Müllberge, die zum Himmel stinken: Die Schweiz bietet Neapel Hilfe bei der Entsorgung an. Keystone

Die Abfallberge, die sich in Neapel türmen, könnten zumindest teilweise in die Schweiz gelangen und hier verbrannt werden. Entsprechende Verhandlungen sind im Gange.

Zahlreiche schweizerische Kehrichtverbrennungs-Anlagen sind im Gespräch mit den Behörden Neapels.
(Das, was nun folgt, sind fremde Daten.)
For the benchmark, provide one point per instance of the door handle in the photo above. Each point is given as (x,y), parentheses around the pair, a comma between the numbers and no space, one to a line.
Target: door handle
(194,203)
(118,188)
Der Bund hat grundsätzliche Einwände gegen den Abfall-Import, Umweltverbände sind dagegen.

14 Betreiber von Kehrichtverbrennungs-Anlagen (KVA) aus der Deutschschweiz würden mit Neapel verhandeln, sagte Pierre Ammann, Präsident des Verbandes der Betriebsleiter und Betreiber Schweizerischer Abfallbehandlungs-Anlagen (VBSA), am Freitag.

Darüber hinaus hätten sich die Betreiber der Anlagen in Genf, Lausanne, Bern und Zürich zu gemeinsamen Verhandlungen mit Neapel zusammengeschlossen, sagte Ammann weiter. Die Schweizer Entsorger sind aber nicht allein mit ihrer Offerte: Auch Konkurrenten aus andern Ländern interessieren sich.

Bevor der Müll importiert werden könnte, müssten die Standortkantone und das Bundesamt für Umwelt (Bafu) ihre Zustimmung erteilen. Laufe alles nach Plan, könnte der neapolitanische Müll bereits im Februar importiert werden, sagte Ammann.

Problem rasch lösen

Robert Cramer von der Genfer Kantonsregierung signalisierte in einem Interview mit der Zeitung «Le Temps» vom Freitag die Zustimmung des Kantons. Das Problem in Italien müsse möglichst rasch gelöst werden.

Bis am Freitag ging beim Bafu in Bern noch kein Bewilligungsgesuch ein, sagte Beat Frei von der Sektion Altlasten und Industrieabfälle gegenüber swissinfo.

«Es sind Gespräche im Gange, aber es ist noch kein Import bewilligt worden. Es wurde auch noch kein Gesuch eingereicht», sagte Frei.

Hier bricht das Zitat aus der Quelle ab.